General Electric has made plans to sell its Biopharma asset to Danaher on Monday.
The deal was made at $21.4 billion. The company has made the asset sale to deleverage its balance sheet and reduce its portfolio.
Investors, who were worried about the $100 billion debt that GE was burdened with, feel that the asset sale would improve the liquidity in the firm. The deal has been a good one and shares were seen to increase after the deal was made.
GE shares rose by 2.5 percent on Tuesday.
The shares of GE which touched a high of $15.29 in May 2018, however, started to slide to almost a third of the value. The sale of its Biopharma business was seen to be positive for the company, as shares rose by almost 15 percent on Tuesday.
Many have commended the company on the wise move.
RBC Capital Markets says that the Biopharma deal will be an important de-leveraging milestone, and the cash proceeds will help to improve GE’s liquidity.
However, Deutsche Bank has not been very positive about healthcare revenue. Nicole DeBlase from Deutsche Bank says that the Biopharma business was the crown jewel among the healthcare portfolio, and now GE is left with the less attractive parts in the healthcare business.

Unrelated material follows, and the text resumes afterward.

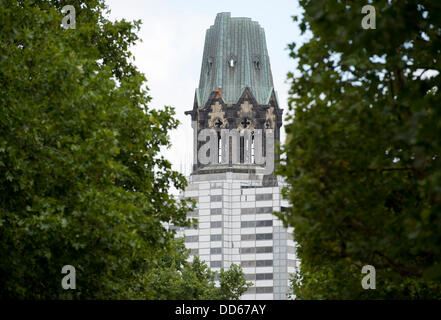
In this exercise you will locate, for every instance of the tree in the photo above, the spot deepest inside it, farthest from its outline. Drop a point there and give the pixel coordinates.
(82, 181)
(174, 277)
(362, 154)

Analyst Nicholas Heyman from William Blair & Co says that the sale is good, as Danaher is paying two times our expectations, which will help the company to meet liquidity concerns.
The industrial giant had a poor 2018 but has been able to start the current year with a positive note. The company had to shed its health care ambitions and go back to its industrial base.
CEO Larry Culp, who started to head the company in October 2018, has monitored the asset sale. The CEO had made the announcement about the healthcare unit sale, early in January.